Organisations
VAE militante : « C’est aux organisations syndicales d’agir », Stéphanie Moullet, Institut Régional du Travail d'Aix-Marseille
Le lancement en 2010 par l’Institut Régional du Travail (IRT) d’Aix-Marseille d’une session de deux jours, avec les organisations syndicales, pour sensibiliser les militants syndicaux au dispositif de VAE, n’a attiré que 16 militants. Conviction et enthousiasme des acteurs de ce projet n’ont pas suffi. Pour quelles raisons ?
« La validation des acquis de l’expérience est dans la bouche de tous les syndicalistes. Ils sont tous enflammés à cette idée car la perspective d’une VAE militante promet des possibilités de sortie, de reconversion pour les élus après un mandat qui est forcément limité dans le temps? Tout le monde est d'accord sur le fait que la VAE est un moyen d'attirer les jeunes et de renouvler les équipes, alors que le syndicalisme est dans une période difficile en termes de recrutement », explique Stéphanie Moullet, maître de conférence à l’IRT d'Aix-Marseille.
Forts de cet enthousiasme, en 2010, l’IRT de l’université et trois organisations syndicales régionales (CFDT, CGT et FO) ont réfléchi ensemble à la mise en place d’un module de deux jours, qui explique ce qu’est une VAE et quels sont les diplômes et passerelles accessibles aux militants. Alors que les trois organisations étaient partantes et qu’elles portent aujourd’hui encore le même discours, dans les faits, seule la CGT a inscrit ce module dans son programme de formation. Résultat : beaucoup de sessions ont été annulées faute de participants et sur les 16 militants qui ont suivi ce module, « aucun n’a véritablement embrayé sur une VAE », regrette Stéphanie Moullet.

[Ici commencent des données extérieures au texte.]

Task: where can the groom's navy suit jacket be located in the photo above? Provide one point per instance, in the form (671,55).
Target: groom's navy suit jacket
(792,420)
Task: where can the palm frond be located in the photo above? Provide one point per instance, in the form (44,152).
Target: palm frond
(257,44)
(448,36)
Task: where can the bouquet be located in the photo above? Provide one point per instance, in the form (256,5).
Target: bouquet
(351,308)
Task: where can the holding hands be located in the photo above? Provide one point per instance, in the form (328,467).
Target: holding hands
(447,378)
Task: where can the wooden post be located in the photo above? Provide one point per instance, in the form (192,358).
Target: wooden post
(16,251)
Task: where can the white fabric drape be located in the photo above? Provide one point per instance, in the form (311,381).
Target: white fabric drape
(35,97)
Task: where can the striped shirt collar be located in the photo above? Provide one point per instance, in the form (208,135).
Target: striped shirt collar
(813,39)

Sur la VAE militante, c’est aux organisations syndicales d’agir
« Le constat à notre échelle régionale est que ceux qui font une VAE, la mènent seul, sans l’aide de leur organisation syndicale, sans doute parce qu’il s’agit d’une démarche très personnelle. Il est vrai que nous sommes les mieux placés pour faire l’interface. Pourtant, l’IRT n’a ni la vocation ni les moyens de poursuivre cet objectif de VAE militante. La sensibilisation a été faite ; ensuite, c’est aux organisations syndicales d’agir. Il est vrai qu’elles sont sur tous les fronts et que les interventions et négociations deviennent de plus en plus techniques, mais pour le renouvellement des générations de militants, l’absence d’action en faveur de la VAE est dommageable pour les organisations syndicales », concède la maître de conférence.
Transformer son expérience de militant en diplôme
Pour Émilie Cantrin, permanente de la CGT, aujourd’hui détachée à temps plein au Conseil régional de la CGT depuis juin 2014 et qui a participé à la création du module sur la VAE militante, « l’idée est toujours bonne » mais il y a effectivement un problème : deux sessions seulement se sont tenues, essentiellement assurées pour des militants CGT et le dispositif vivote. Les causes ? Un manque de soutien de la part de la centrale, pas de mot d’ordre national au sujet de la VAE militante, une communication régionale faible et non coordonnée mais aussi un problème d’accompagnement des militants vers une démarche de validation des acquis de l’expérience, pas si évidente à mener.
« En pratique, un militant a tendance à s’occuper plus des autres que de lui-même et il n’est pas évident pour lui de transformer son expérience en diplôme. Comment un ouvrier à un poste d’exécutant, après avoir fait une VAE, pourrait-il prétendre revenir dans son entreprise à un poste au service RH ? Comment arriver à se réinsérer dans l’entreprise après plusieurs années de mandat, à mi-temps ou plein temps ? », explique Émilie Cantrin. La reconnaissance par le haut des compétences militantes est en effet difficile à appliquer dans la réalité du monde du travail. C’est toute la difficulté à laquelle sont confrontés les militants qui vont au bout de la démarche de VAE et on imagine la volonté nécessaire qu’elle implique.